A compact constitutive model to describe the viscoelastic-plastic behavior of glassy polymers

Polymer materials are generally susceptible to cyclic long-term loadings. Despite the continuous increase and popularization of polymer components, their cyclic deformation behavior is still, by far, under-explored. To this end, the development of effective polymer failure assessment tools for improving their cyclic loading properties is highly desirable. Most of the existing models are, however, based on elastic or hyperelastic initial responses that limit their ability to accurately predict the cyclic stress-strain hysteresis loops, and more so at stress levels below the peak yield stress.

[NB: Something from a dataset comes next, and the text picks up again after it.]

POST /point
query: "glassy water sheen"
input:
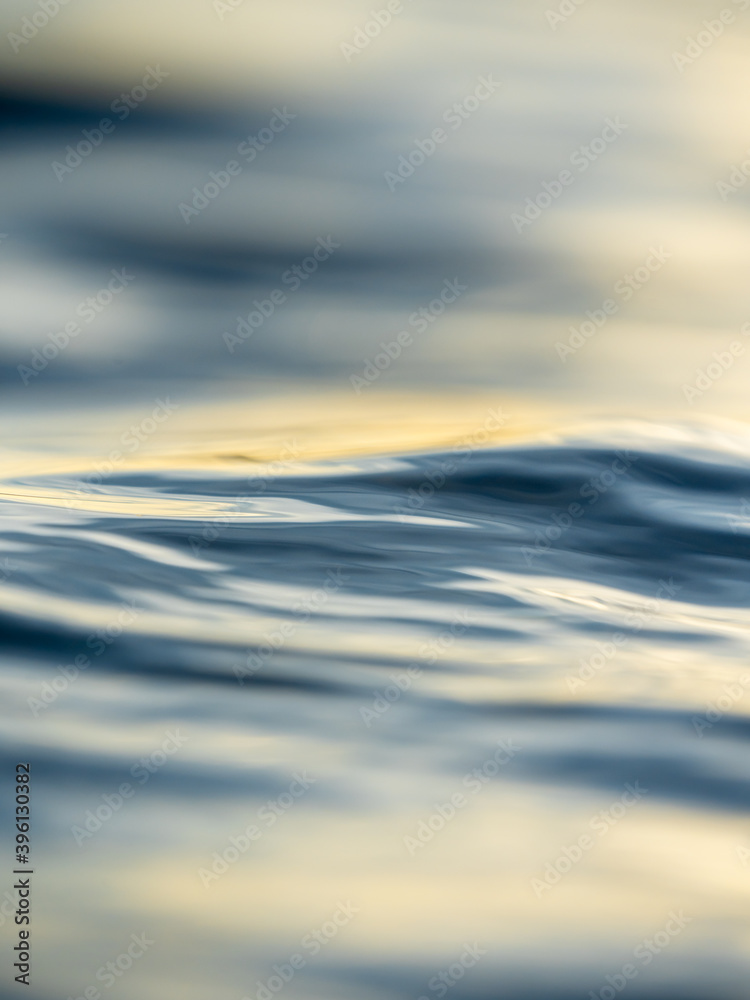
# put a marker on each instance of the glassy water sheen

In a recent research paper published in the International Journal of Plasticity, Professor Thierry Barriere and Dr. Xavier Gabrion from the FEMTO-ST Institute in collaboration with Dr. Sami Holopainen from Tampere University proposed a compact constitutive model to describe the viscoelastic-plastic behavior of glassy polymers for improved prediction of loops below the peak yield stress. The proposed model was inspired by the renowned Haward and Thackray model and its three-dimension extension capabilities, which was supplemented by a few thermodynamic internal variables for predicting the viscous deformation behavior under cyclic loading. It was worth noting that the mechanically motivated cyclic deformation was modeled at constant temperatures with stress levels maintained below the peak yield stress.

Comprehensive uniaxial tension experiments were conducted to validate and demonstrate the practical applicability of the model. The compact formulation along with the calibration scheme enabled accurate prediction of the shapes of the hysteresis loops. Besides, it gave a remarkable representation of the ratcheting behaviors of the polymers including the cyclic hardening.  For the glassy polymers, in particular, the improved damage prediction under cyclic long-term loadings was attributed to the presence of both the viscoelastic and plastic elements.

Unlike the conventional state-of-the-art model capable of predicting cyclic stress-strain hysteresis loops, the proposed model exhibited several advantages. For instance, it requires fewer materials parameters and internal state variables which simplifying its implementation. A linear spring separate to the viscoelastic-plastic elements can be used to describe the elastic portion of the deformation. Furthermore, this model allows the definition of the purely plastic and viscoelastic deformation based on the specified stress that controls the corresponding micromechanisms. On the other hand, the evidence of the creep-recovery tests also showed the capability of the models.

Overall, the proposed models exhibited improved prediction accuracy due to the compact formulation. Being much simpler and easy to implement, it can be used as build-in features in different finite-element packages. Despite the remarkable results, the study insights highlight the need to evaluate the model under cyclic shear or torsional as well as multidimensional loadings, taking into consideration the effects of temperature changes. Altogether, the research findings will advance the design of high-performance polymer materials by paving way for experiments involving multi-axial cyclic plasticity-that is currently under-researched.